Primeiro, eles deram a todos os participantes um teste de QI amplamente usado. Uma semana depois, eles dividiram as pessoas em dois grupos: um deles passou pela ETCC, recebendo uma corrente fraca de 2 mA por vinte minutos; o outro, não.

ETCC e eletrodos

Imagem via YaleNews

O resultado? A nota de todas as pessoas aumentou, só que o aumento maior esteve no grupo que não passou pela ETCC. Um comunicado à imprensa explica:

Quando Frohlich e colegas analisaram os resultados dos testes, eles viram que as notas para três dos quatro tipos principais de testes cognitivos foram muito semelhantes entre os dois grupos de participantes. Mas as notas de raciocínio perceptual foram muito mais baixas entre as pessoas que passaram pela ETCC.

O raciocínio perceptual testa a inteligência fluida, definida como a capacidade de pensar logicamente e aplicar uma resolução inovadora a novos problemas.

O estudo foi publicado no periódico Behavioural Brain Research. O experimento foi limitado, com apenas 41 participantes, mas serve de alerta: “nós não sabemos quais são os efeitos a longo prazo. Há muito mais coisas que precisamos entender até que a ETCC esteja pronta para uso doméstico sem supervisão médica”, diz Frohlich.

Por que essa preocupação? É que existem vários dispositivos à venda prometendo “fazer overclock no seu cérebro” através da ETCC. É o caso do foc.us, que custa US$ 300. Há também guias na internet para fazer um dispositivo semelhante, e comunidades no Reddit dedicadas ao assunto.

Dispositivo para ETCC

“Isso pode afetar regiões do cérebro que não são alvo do estímulo; e em alguns casos, a estimulação pode prejudicar as funções cognitivas, em vez de melhorá-las, se a polaridade for invertida”, diz a BBC. Isso também pode causar queimação e até piorar seu humor.

É preciso saber quais regiões estimular, com qual intensidade, e por quanto tempo. Em laboratórios, a ETCC é usada em ambientes controlados por no máximo 20 minutos por sessão, e só em participantes que passaram por avaliação médica.

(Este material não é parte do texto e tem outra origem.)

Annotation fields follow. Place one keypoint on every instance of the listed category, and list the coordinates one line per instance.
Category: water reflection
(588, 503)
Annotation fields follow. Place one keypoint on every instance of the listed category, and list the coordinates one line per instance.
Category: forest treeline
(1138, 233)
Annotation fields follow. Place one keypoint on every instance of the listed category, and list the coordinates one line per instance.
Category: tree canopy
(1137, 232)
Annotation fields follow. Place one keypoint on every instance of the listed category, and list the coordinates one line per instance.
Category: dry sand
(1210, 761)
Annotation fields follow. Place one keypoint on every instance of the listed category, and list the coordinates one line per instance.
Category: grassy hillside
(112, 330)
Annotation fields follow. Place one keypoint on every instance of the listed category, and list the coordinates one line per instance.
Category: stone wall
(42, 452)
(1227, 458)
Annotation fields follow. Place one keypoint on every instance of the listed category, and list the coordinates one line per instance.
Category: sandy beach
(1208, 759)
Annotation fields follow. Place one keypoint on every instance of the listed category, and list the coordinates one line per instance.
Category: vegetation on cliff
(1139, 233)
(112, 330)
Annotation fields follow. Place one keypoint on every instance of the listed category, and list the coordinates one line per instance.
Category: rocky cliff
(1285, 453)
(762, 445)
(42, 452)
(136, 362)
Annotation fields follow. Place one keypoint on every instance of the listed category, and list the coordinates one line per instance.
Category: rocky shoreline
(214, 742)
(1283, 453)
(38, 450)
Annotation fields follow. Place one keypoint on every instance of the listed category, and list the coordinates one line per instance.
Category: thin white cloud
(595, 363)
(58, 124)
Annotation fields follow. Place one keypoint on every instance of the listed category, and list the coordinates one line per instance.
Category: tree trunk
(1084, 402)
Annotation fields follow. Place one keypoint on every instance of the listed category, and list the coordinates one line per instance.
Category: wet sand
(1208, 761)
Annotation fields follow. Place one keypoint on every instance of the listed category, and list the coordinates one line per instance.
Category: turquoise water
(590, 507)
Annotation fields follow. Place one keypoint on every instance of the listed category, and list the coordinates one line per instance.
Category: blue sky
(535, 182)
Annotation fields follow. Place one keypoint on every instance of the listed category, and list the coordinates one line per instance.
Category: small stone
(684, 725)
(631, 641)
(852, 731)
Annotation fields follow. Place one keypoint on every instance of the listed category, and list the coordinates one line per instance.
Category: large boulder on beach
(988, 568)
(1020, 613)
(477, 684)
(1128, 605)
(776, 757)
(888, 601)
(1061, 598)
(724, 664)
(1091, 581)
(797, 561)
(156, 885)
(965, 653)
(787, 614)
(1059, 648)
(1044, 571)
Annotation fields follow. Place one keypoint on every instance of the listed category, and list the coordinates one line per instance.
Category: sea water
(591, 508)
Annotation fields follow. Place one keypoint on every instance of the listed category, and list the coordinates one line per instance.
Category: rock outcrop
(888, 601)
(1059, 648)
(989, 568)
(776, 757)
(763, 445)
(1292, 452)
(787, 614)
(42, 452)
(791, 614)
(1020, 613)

O interesse pela ETCC explodiu em 2000, quando cientistas alemães descobriram que a técnica pode acender as células do cérebro como resposta ao estímulo elétrico.

United States Air Force

United States Air Force

Desde então, surgiram alguns estudos favoráveis para a ETCC. A Força Aérea americana passou a usar a técnica para estimular o cérebro de pilotos: ela reduz pela metade o tempo de treinamento em simuladores.

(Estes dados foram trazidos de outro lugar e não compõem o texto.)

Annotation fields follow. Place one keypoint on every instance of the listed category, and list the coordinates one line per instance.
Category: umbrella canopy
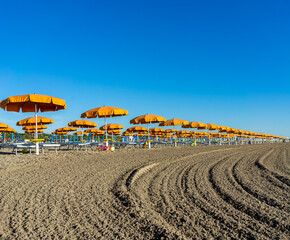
(112, 126)
(31, 121)
(66, 129)
(59, 133)
(3, 125)
(148, 118)
(183, 132)
(33, 131)
(82, 124)
(80, 133)
(33, 103)
(105, 111)
(137, 129)
(9, 130)
(173, 122)
(126, 133)
(34, 127)
(94, 130)
(198, 125)
(223, 129)
(171, 130)
(156, 130)
(212, 127)
(114, 132)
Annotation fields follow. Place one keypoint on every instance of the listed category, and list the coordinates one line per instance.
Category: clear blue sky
(222, 62)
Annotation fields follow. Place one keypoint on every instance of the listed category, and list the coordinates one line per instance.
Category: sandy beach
(210, 192)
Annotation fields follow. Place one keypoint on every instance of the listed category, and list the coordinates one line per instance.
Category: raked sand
(210, 192)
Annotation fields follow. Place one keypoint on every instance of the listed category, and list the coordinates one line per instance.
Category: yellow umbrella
(8, 130)
(104, 112)
(66, 129)
(3, 125)
(31, 121)
(33, 131)
(198, 125)
(173, 122)
(156, 130)
(82, 124)
(33, 103)
(59, 133)
(80, 133)
(112, 126)
(147, 119)
(137, 129)
(34, 127)
(94, 130)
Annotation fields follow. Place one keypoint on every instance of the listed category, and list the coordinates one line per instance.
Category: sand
(210, 192)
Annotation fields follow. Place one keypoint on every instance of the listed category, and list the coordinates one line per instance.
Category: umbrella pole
(36, 135)
(107, 142)
(149, 143)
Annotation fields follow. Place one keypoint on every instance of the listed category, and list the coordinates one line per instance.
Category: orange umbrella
(198, 125)
(112, 126)
(59, 133)
(79, 133)
(66, 129)
(94, 130)
(33, 131)
(127, 133)
(31, 121)
(8, 130)
(171, 130)
(104, 112)
(82, 124)
(3, 125)
(156, 130)
(137, 129)
(34, 127)
(147, 119)
(33, 103)
(174, 122)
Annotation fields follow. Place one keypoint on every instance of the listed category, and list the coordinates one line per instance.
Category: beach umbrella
(104, 112)
(198, 125)
(66, 129)
(94, 130)
(137, 129)
(82, 124)
(3, 125)
(34, 127)
(32, 121)
(112, 126)
(156, 130)
(127, 134)
(7, 130)
(171, 130)
(147, 119)
(80, 133)
(223, 129)
(59, 133)
(33, 103)
(33, 131)
(173, 122)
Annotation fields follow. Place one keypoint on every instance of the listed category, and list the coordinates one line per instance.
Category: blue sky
(222, 62)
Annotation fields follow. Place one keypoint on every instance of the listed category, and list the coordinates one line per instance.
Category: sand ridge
(210, 192)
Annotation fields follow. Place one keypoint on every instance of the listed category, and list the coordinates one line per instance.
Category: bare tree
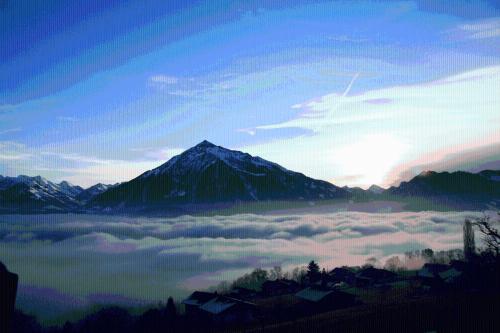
(469, 242)
(491, 235)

Em outro estudo, o estímulo ajudou alunos da Universidade Oxford a aprender matemática, com efeitos que duraram seis meses – no entanto, o estudo foi bastante limitado, contando com apenas 25 participantes.

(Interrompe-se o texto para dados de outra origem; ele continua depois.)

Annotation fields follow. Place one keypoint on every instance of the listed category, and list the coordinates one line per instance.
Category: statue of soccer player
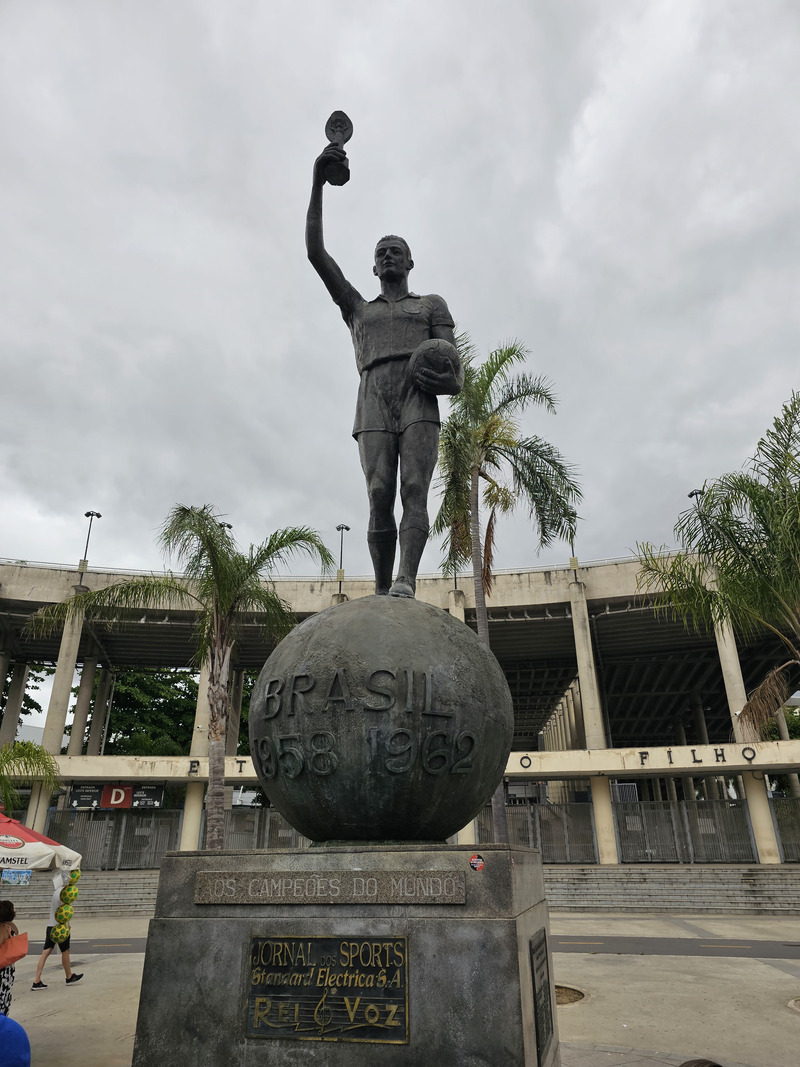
(397, 414)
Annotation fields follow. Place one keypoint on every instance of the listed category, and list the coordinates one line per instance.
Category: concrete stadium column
(783, 733)
(560, 735)
(98, 713)
(4, 664)
(573, 695)
(701, 730)
(235, 716)
(195, 791)
(572, 720)
(755, 789)
(14, 704)
(604, 821)
(457, 604)
(687, 780)
(569, 742)
(81, 706)
(57, 712)
(594, 731)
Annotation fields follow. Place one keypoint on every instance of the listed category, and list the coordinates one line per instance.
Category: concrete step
(722, 888)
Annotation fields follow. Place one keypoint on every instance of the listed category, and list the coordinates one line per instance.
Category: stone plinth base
(350, 956)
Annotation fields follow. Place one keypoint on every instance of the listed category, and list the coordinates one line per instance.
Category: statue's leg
(418, 452)
(378, 452)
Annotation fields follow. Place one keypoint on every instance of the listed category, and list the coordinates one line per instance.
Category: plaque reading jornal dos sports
(329, 989)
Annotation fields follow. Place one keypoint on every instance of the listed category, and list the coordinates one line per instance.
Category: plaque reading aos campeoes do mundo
(329, 989)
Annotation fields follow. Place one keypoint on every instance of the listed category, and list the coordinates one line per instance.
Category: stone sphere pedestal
(381, 719)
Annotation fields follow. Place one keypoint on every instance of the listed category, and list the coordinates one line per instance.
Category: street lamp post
(340, 573)
(83, 563)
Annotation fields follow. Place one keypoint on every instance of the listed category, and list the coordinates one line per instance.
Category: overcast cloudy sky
(614, 184)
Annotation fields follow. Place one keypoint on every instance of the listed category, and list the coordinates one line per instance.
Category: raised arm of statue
(324, 264)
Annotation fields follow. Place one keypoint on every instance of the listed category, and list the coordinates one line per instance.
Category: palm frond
(24, 761)
(157, 591)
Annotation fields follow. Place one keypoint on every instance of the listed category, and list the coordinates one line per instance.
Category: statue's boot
(382, 546)
(413, 540)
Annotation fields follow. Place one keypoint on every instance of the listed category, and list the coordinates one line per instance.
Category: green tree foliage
(485, 460)
(225, 588)
(153, 712)
(739, 559)
(36, 675)
(25, 762)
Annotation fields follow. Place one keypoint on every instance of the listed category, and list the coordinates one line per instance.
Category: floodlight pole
(340, 574)
(83, 563)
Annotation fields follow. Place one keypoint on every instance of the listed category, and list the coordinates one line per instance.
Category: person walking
(72, 977)
(8, 928)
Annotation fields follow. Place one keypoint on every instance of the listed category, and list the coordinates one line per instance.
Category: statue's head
(393, 257)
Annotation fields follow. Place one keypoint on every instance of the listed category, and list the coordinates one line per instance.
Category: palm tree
(24, 761)
(484, 458)
(225, 587)
(739, 560)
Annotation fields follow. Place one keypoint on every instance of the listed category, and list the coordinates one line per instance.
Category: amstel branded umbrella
(22, 848)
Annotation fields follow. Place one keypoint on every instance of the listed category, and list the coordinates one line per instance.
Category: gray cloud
(616, 185)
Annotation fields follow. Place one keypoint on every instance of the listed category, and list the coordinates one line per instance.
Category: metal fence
(699, 831)
(117, 840)
(786, 814)
(260, 828)
(563, 832)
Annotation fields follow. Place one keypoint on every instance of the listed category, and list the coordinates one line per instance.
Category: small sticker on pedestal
(329, 989)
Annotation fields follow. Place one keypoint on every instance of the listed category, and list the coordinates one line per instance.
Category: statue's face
(392, 259)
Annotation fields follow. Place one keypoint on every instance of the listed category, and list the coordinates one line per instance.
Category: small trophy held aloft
(338, 130)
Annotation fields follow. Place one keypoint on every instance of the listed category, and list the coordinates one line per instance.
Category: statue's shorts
(389, 401)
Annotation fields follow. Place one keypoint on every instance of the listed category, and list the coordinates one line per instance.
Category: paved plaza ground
(640, 1010)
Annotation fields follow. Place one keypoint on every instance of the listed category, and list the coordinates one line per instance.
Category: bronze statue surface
(397, 419)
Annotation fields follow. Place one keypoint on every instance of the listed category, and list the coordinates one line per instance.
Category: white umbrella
(22, 848)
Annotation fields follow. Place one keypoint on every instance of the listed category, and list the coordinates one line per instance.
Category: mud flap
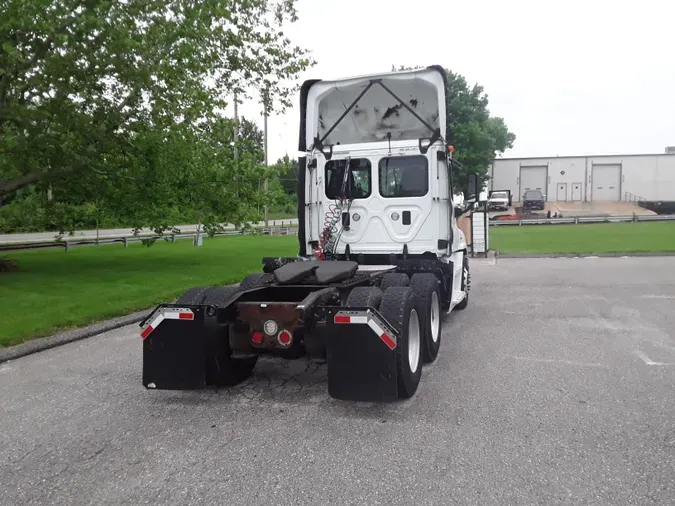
(361, 352)
(173, 347)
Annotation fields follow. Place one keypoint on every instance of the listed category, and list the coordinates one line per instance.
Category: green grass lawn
(55, 290)
(587, 238)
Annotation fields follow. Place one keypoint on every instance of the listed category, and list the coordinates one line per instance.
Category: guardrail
(69, 242)
(583, 219)
(636, 199)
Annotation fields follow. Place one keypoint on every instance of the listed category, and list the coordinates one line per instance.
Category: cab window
(359, 180)
(403, 176)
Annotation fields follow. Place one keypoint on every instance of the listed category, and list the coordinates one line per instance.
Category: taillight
(285, 338)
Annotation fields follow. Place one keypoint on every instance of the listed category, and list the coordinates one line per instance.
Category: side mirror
(471, 194)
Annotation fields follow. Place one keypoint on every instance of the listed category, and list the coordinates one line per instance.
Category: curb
(45, 343)
(587, 255)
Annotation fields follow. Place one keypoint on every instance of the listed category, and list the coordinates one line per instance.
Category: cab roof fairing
(377, 112)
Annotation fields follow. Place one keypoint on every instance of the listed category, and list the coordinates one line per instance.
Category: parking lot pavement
(555, 386)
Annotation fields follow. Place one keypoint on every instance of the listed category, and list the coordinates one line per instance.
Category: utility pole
(265, 98)
(236, 127)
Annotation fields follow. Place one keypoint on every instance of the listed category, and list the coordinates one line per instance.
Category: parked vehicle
(534, 199)
(499, 200)
(380, 254)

Este ano, a eficácia da ETCC foi duramente questionada. Pesquisadores reuniram os resultados dos últimos 15 anos em estudos sobre a técnica. A conclusão: “parece não haver nenhum efeito confiável da ETCC no controle cognitivo, linguagem, memória, ou outras medidas variadas”.

Ainda assim, mais estudos são necessários: a ETCC parece aliviar dores que não respondem bem a analgésicos convencionais, por exemplo. E outros métodos para estimular o cérebro podem reduzir sintomas da depressão, como o próprio Frohlich descobriu.

Só não espere “fazer overclock” no seu cérebro dando um leve choque prolongado na própria cabeça. [University of North Carolina]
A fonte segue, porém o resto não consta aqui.